Of course, stones in the older part of the north cemetery wouldn’t include the names of any black folks. Segregation had been alive and well in Savannah, even when it came to burying, and Laurel Grove South was where they’d have stuck a Wallace like him if he’d died a century ago or, hell, probably fifty years ago.
One walk-through had been enough for him. Ty had been raised in Florida and far preferred going to theme parks for entertainment rather than graveyards. He’d take a giant cartoon mouse over marble-carved, weeping angels any day.
The Wainwright woman hadn’t had the choice. It had been made for her. Run or die.

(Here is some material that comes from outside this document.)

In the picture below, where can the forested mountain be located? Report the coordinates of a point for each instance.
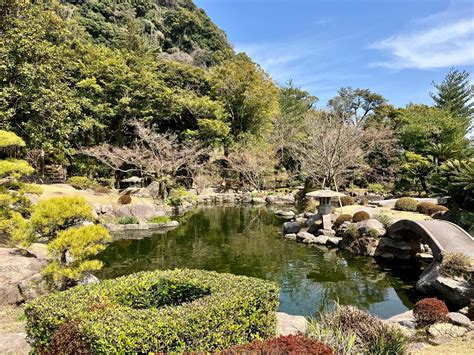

Those places were bad enough during the day, when other mourners were around, but nighttime, all night long, a teenage girl alone? Worst of all, spending an entire windswept night there after being kidnapped, abused, and brought back from the brink of death?
He couldn’t even imagine it. Frankly, he didn’t even want to try.
Olivia hadn’t intended to be so dramatic when telling Gabe Cooper about the final hours of her long-ago ordeal. He’d left right after she’d said it, leaving her to stew, feeling stupid. She’d probably sounded like some phony fortune-teller relaying a ghost story when she’d only wanted him to hear her own certainty, her reasons for being so sure she could help him.
Mainly, she’d wanted him to trust her before he found out the rest, before he found out who she really was and what she did for a living. Knowing he was headed back to his desk to get the sketch—and, undoubtedly, to do a little research on her—she’d felt compelled to show him just how deeply affected she was by this whole situation.